A somar a estes condicionamentos, o navio exibia feridas recentes: uma grande quantidade de pilares em betão já tinham sido trespassado o casco em vários locais (visíveis nas fotografias), ainda antes de se declarar o seu achamento. Impunha-se a sua remoção, complicando sobremaneira a estabilidade do casco. Devido a estes estragos, a peça de maior comprimento não tem hoje mais de 6 metros.



Ao lado, uma imagem gerada em computador da zona da proa afectada por um pilar em betão.

As atenções da equipa centram-se neship03fig06.jpg agora noutra descoberta, revelada sob o local do casco, uma estrutura de apoio em madeira que aparentemente mantinha o navio de pé durante o que se julga ter sido uma operação de reparação fracassada, ditando o abandono do navio.

Prevê-se a exposição permanente do navio não muito longe do local onde foi desenterrado, reconstruído tal como foi encontrado, no novo Centro de Artes e Teatro de Newport, cuja inauguração está prevista para meados deste ano.
Os visitantes poderão então admirar e passear sobre uma estrutura em vidro instalada por cima do casco, além de uma galeria inferior, ao nível da estrutura. Um passeio a bordo da História marítima na última morada do navio misterioso.

O Conde "Fazedor de Reis" e os Piratas Medievais Ingleses
Recentemente, as investigações em arquivo produziram provas que apontam para o envolvimento do famigerado Conde de Warwick (1428-1471), primo do rei Ricardo III e figura chave na poítica medival inglesa. Assim, o único navio inglês sobrevivente do séc. XV surviving medieval poderá ter sido propriedade de Richard Neville, cognominado Warwick "the Kingmaker" ("o Fazedor de Reis"), devido ao seu poder, riqueza e influência na Corte inglesa. Mediante manipulações suas Eduardo IV chegou a trono em 1461, e o deposto Henrique VI conseguiu retomá-lo, brevemente, em 1470. A sua fama valeu-lhe ser imortalizado como uma das personagens principais em algumas das peças históricas de William Shakespeare: "Henry VI" (Parte 2) e "Henry VI" (Parte 3), cuja acção decorre no cenário instável e violento das Guerras das Rosas entre as Casas de York (defendida pelo Conde) e Lancaster.

Na realidade, o Conde ganhou notoriedade pela sua participação activa no fomento da pirataria.
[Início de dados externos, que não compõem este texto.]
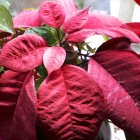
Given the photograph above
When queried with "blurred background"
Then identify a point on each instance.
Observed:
(126, 10)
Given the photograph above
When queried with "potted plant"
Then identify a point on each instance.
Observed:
(54, 86)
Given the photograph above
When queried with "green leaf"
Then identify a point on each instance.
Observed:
(5, 3)
(6, 23)
(47, 34)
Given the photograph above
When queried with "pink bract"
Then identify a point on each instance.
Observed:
(28, 18)
(52, 14)
(23, 53)
(116, 71)
(69, 105)
(54, 58)
(17, 106)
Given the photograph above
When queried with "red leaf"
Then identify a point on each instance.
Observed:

Apoderou-se de Newport após a morte em combate do seu antecessor, o Conde de Pembroke. No final de 1470, Warwick interveio na defesa de Inglaterra e Gales face a uma tentativa de desembarque liderada pelo deposto Eduardo IV. Contudo, no ano seguinte foi morto na Batalha de Barnet e Eduardo IV reconquistou a Coroa.
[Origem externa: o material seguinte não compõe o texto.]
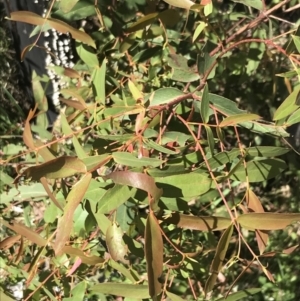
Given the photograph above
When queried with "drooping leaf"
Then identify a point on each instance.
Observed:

Nessa altura, o Conde recorreu aos seus próprios recursos financeiros em apoio da Casa Real, contraindo dívidas pesadas. Para reequilibrar as suas finanças, Warwick permitiu aos seus navios a prática da pirataria, o que resultou na captura de inúmeros navios portugueses, espanhóis e bretões. Calcula-se que a frota privada do Conde de Warwick incluísse navios de grande porte (para a época), de até 350 toneladas. Uma carta de Warwick entretanto revelada dá-nos a conhecer ordens suas para reparações a fazer num navio de alto-bordo justamente em Newport no ano de 1469.

Porém, há nesta história e nos vestígios da carga do navio de Newport um elo português, que levantam novas teorias.
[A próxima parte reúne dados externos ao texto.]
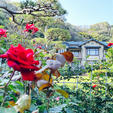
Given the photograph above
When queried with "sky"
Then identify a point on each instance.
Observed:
(88, 12)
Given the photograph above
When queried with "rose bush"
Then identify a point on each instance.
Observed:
(22, 60)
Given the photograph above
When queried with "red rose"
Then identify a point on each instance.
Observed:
(31, 28)
(22, 60)
(110, 44)
(3, 33)
(94, 86)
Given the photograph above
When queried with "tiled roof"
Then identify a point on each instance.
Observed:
(80, 43)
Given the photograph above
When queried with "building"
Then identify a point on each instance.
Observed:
(87, 51)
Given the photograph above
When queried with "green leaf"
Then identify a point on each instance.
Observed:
(7, 110)
(62, 92)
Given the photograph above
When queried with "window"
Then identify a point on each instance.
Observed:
(76, 53)
(93, 51)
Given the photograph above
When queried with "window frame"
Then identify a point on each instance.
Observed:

Um Naufrágio Português em Terras de Sua Magestade?
A hipótese atraente de o navio de Newport poder ter sido português, capturado por piratas ingleses e trazido para o País de Gales não está inteiramente posta de parte, mas também carece de provas suficientes.

Entre os 300 artefactos a bordo do navio, encontraram-se abundantes fragmentos de cerâmica portuguesa e 4 moedas de cobre dos reinados de D. Duarte (1433-1438) e D. Afonso V (1438-1481), para além de grandes pedaços de cortiça (não há ainda imagens disponíveis na Internet). Aparentemente, o navio regressara recentemente de Portugal.




Seria interessante poder  P9082940.jpgcomparar técnicas e detalhes de construção com outros destroços de navios tardo-medievais descobertos, por exemplo, em Portugal: dois exemplos recentes "Aveiro F" e "Aveiro G" (não considerando o "Ria de Aveiro A" devido ao seu reduzido porte e dimensões), ambos de casco trincado e datados do séc. XV, embora em mau estado de conservação poderiam sem dúvida base de estudo comparativo. Infelizmente, ainda não há dados disponíveis "online" quanto à informação extraída destes dois naufrágios, descobertos e estudados nos últimos dois anos por equipas do CNANS (Centro Nacional de Arqueologia Náutica e Subaquática).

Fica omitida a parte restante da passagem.